カフェの空気が凍り始める。杏子は言葉に詰まった。彼の言葉は正しい。建築に没頭するあまり、彼との時間をいつも後回しにしてきた。
「私にとって建築は—」
「さようなら、杏子」
藪田が残したのは、テーブルの上の千円札と、言葉の余韻だけだった。
翌週、模型を前にしても、杏子の手は止まったままだった。白い空間が、急に意味を失ったように感じられた。
「愛」彼女は囁いた。その言葉は製図室の空気に溶けていった。
深夜、ほとんどの学生が去った製図室で、ドアが開く音がした。藤野准教授が静かに入ってきた。
「まだいたのか」藤野は杏子の模型を見た。「進んでないね」
沈黙だけが応えた。
「喫煙所まで付き合わないか」
建物の外へ出ると、十一月の冷気が二人を包んだ。「来たことあるかい?遠い上に外だ。大学の規則には辟易する」
喫煙所は小さな仕切りだけの空間で、夜空が広がっていた。藤野はゆっくりとタバコに火をつけた。杏子は星を見上げながら、藪田との別れを話した。
「私も若い頃、同じように何かを失った」藤野は煙を吐きながら言った。「その時気づいたんだ」
月明かりが彼女の横顔を照らす。
「建築とは、ないものを見せることかもしれないと」
「ないもの…」
「空間とは何か?」煙が言葉とともに昇る。「それは壁がない場所だ。壁があるから空間が生まれる。同様に」
藤野の目が杏子を見た。
「失ったものがあるから、私たちがここにいる」
その夜から、杏子の卒業設計は変わり始めた。完璧と思っていた構造に、あえて間隙を作る。不在の場所を、意図的に配置する。

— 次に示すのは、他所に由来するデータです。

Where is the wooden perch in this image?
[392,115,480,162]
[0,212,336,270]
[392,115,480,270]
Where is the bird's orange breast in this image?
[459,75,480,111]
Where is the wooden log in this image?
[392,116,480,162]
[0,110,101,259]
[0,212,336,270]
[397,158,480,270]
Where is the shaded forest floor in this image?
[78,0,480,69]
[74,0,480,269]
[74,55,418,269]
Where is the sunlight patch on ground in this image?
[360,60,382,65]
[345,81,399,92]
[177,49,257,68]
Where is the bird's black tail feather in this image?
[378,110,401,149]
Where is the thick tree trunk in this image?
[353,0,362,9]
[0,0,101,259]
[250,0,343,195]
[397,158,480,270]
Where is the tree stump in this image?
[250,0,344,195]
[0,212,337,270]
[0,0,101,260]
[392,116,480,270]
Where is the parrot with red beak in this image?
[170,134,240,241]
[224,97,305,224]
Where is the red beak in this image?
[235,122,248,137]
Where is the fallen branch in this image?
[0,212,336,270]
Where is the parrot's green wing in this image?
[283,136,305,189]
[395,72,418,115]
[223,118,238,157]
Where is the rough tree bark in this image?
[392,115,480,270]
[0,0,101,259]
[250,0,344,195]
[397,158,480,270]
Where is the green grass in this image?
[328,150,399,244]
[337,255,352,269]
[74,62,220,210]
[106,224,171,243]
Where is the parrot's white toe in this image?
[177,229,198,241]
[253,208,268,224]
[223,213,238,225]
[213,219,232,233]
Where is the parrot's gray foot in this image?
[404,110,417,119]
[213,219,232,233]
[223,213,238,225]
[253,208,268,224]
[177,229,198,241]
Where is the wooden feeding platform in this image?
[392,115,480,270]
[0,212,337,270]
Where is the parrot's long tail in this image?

最終講評会の日。杏子の作品は「不在がつくる生きた空間」として発表された。建物には大小の空虚があり、人々はその周りで生きる。
「まあ、悪くなかったよ。何か掴んだかな」藤野の言葉は静かに響いた。
卒業式の後、杏子は大学院への進学を決めていた。
製図室で休憩していると、スマートフォンに藪田との写真が現れた。かつて彼がいた空間が、今は彼の不在によって定義されている。
彼女はスケッチブックを開いた。空白を恐れず、むしろそれを生かす建築。不在と存在の間にある何か。
杏子は、新たな線を引き始めた。